The morning was bright and sunny. We were headed south over the 3600m Tor Ashuu Pass. Passage was slow as the two lane road was again pot holed. The locals were less concerned about these and oncoming traffic and overtook at any opportunity. Particular favourites were blind corners and crests. If there was an oncoming car, the over taker blasted their horn and flashed lights to get everyone to pull over.
Just after we started on the road south we passed a petro-chemical plant. I am not sure where the oil to fuel it comes from, but its not Kyrgyzstan. But it did mean that there were a lot of tankers on the road. Heading north to refill and south over the pass with a full load. There were also a number of burnt out wrecks on the roadside, reminding everyone that not all made the journey. These were not the Chinese, wrecked car mounted on a concrete plinth to remind you of the vagaries of speeding, but burned out wrecked trucks that had been pushed off the road and abandoned. There were also granite tomb stones, parked at a safe distance from the roadside, commemorating the departed.
The climb was long and slow. As we ascended we encountered more and more shepherds on horses driving their cattle, sheep or horses up the road (yes, it is the main highway going south, but in Kyrgyzstan, it’s there for everyone) to the high summer pastures. We generally wound our way slowly through each herd, so as to avoid contact and damage to the cars. The local method was generally one hand on the horn and a foot on the accelerator, and lights flashed at us if we were in the way, even though they were driving up the wrong side of the road. It was a colourful procession.
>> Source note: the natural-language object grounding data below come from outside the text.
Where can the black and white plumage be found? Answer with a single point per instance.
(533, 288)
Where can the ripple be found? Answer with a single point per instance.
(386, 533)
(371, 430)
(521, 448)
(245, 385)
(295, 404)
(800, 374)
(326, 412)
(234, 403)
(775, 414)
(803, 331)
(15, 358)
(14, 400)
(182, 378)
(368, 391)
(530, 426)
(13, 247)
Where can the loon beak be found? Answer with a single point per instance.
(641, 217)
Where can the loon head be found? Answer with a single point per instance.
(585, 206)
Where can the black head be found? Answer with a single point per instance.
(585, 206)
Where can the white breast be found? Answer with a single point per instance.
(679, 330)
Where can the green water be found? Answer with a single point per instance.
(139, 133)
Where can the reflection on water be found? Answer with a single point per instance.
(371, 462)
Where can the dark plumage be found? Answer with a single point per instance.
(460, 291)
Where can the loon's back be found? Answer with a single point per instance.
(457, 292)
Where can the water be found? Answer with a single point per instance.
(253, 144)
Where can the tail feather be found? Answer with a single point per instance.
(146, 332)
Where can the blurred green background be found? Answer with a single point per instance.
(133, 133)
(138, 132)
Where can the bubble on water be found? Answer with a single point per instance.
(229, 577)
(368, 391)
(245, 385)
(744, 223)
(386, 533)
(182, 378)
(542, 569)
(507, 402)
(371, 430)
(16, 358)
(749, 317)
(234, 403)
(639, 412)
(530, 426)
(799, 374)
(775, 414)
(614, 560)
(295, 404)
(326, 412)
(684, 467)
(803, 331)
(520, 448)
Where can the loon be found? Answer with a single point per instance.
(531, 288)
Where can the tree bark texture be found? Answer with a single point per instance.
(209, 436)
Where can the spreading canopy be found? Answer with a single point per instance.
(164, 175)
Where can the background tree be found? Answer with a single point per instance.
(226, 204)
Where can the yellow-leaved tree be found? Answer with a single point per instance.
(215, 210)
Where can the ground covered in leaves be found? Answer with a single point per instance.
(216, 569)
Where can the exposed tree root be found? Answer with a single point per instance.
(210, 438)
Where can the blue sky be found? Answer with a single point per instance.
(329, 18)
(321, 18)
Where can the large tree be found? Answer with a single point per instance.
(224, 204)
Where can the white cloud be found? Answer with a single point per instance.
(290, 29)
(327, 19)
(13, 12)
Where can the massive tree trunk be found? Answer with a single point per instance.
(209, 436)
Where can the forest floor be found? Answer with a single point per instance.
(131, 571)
By the time we reached the summit via the numerous switchbacks, the day had turned grey, cold and it was snowing. Only lightly thankfully. The last part of the crossing is through a tunnel as it is well above the snow line. There is some form of red light system to regulate traffic, we were not sure how it worked. After waiting for 20 minutes, the queue of cars headed off on a red light, the trucks remained. Some cars, impatiently drove around the queue and raced in. The tunnel is unlit and unventilated. We soon realised that while the tunnel is barely comfortable for cars passing in opposite directions, cars and trucks uncomfortable and two trucks trying to pass would have been impossible.
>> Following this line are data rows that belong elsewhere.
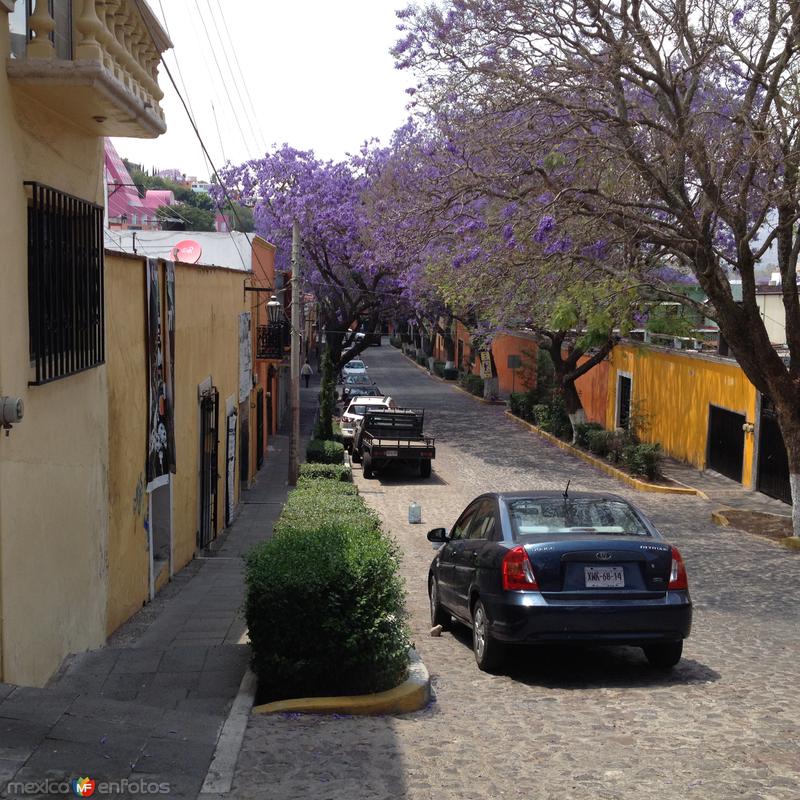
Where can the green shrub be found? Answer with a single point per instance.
(598, 442)
(325, 451)
(643, 459)
(334, 472)
(324, 602)
(472, 383)
(582, 430)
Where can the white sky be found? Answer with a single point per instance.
(318, 72)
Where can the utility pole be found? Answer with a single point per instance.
(294, 439)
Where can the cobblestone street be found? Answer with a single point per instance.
(561, 724)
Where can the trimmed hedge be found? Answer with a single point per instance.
(325, 603)
(472, 383)
(334, 472)
(324, 451)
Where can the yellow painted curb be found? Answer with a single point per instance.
(635, 483)
(411, 695)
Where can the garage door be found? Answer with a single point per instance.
(725, 442)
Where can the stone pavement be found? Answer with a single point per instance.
(146, 710)
(559, 724)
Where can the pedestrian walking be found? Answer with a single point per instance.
(306, 372)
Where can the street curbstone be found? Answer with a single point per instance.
(635, 483)
(411, 695)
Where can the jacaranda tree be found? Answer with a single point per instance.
(688, 114)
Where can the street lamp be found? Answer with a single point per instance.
(274, 310)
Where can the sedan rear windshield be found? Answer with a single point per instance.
(555, 515)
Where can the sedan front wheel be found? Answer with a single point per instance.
(488, 651)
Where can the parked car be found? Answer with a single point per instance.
(538, 567)
(355, 411)
(354, 367)
(359, 390)
(387, 436)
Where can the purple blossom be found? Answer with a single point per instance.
(546, 226)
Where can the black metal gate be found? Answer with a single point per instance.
(259, 427)
(725, 452)
(624, 387)
(773, 462)
(209, 477)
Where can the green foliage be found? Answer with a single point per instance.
(582, 431)
(333, 472)
(324, 602)
(472, 383)
(325, 451)
(324, 426)
(643, 459)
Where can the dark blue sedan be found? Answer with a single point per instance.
(537, 567)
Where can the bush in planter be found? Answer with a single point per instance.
(325, 451)
(334, 472)
(643, 459)
(582, 430)
(472, 383)
(325, 604)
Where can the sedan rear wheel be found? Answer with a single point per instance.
(438, 615)
(664, 655)
(488, 651)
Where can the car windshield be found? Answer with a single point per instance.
(535, 516)
(360, 408)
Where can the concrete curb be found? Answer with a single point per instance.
(411, 695)
(641, 486)
(219, 777)
(454, 384)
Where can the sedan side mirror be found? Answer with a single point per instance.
(437, 535)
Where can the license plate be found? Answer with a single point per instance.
(604, 577)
Once through we had a short descent into the high altitude Suusamyr Basin. Ringed with snow capped mountains, the wide, flat grassland was dotted with yurts and herds of cattle, sheep and horses. Along the roadside, the locals were selling milk (cow and horse) in Fanta bottles, yogurt, cream, honey and these little white balls of delight about the size and appearance of a moth ball (for those who can remember them).
We stopped to watch a herdsman milking his horses. The foals, lying asleep, were tethered to a line pegged at both ends, while the mares stood by patiently to be milked. An old lady (on closer inspection she could have been in her 40s, 50s or 60s) invited us in to her yurt. It was made of felt (made from the wool of their sheep), stretched over a wooden frame and securely tied with rope, some of which was made from the horses manes. The yurt was warmed by a wooden stove andcolourfully decorated with carpets on the floor and walls. We were offered some bread and delightful cream accompanied by horse’s milk. I can only say that I now have a better appreciation of the reaction that some have when they try Vegemite for the first time. The taste of the milk was difficult to describe: bitter and acidic were two of the words that first come to mind. It was unlike anything I had previously tasted. The little moth balls were a concentrated version of this flavour having been made from fermented horses milk. The taste was positively awful, and I don’t say that lightly as one who has devoured crickets and circadas on this trip and managed to keep a straight face with everything the Japanese have thrown my way on business trips. But the locals love it and claim that the horses milk is very good for your health, despite my predictions that anything more than a mouthful would probably kill you.
The scenery was stunning. The sharpness of the contrasting colours, the rugged snow capped mountains and the age old summer migration. And the road conditions improved dramatically so that we could drive at a reasonable and consistent speed, enjoying the rises and dips and long sweeping curves.
After crossing the Ala Bel Ashuu pass at the southern end of the basin, we descended down to our night’s accommodation. A small guest house next to a raging river. Rustic, basic, but clean we were challeneged to get hot water in our room, so the showers were bracing.
There are time when things can get ugly. This evening could have gone that way. Our guide had challenged the team that men only drank vodka, women drank beer or wine. The vodka was the same price as the beer, and came in a very glamerous bottle. I think most of the production cost went into the bottle, not its contents. Some managed to restrain themselves, others less so. After a dinner of traditional Kyrgyz food, the music was turned up. There was a group of locals in the dining room and they were determined to show us how the Kyrgyz dance. After an hour or so of arm and leg thrashing, the effects of the vodka started to amerliorate and we realised we had to drive the next morning, so gracefully departed, much to the disappointment of the locals.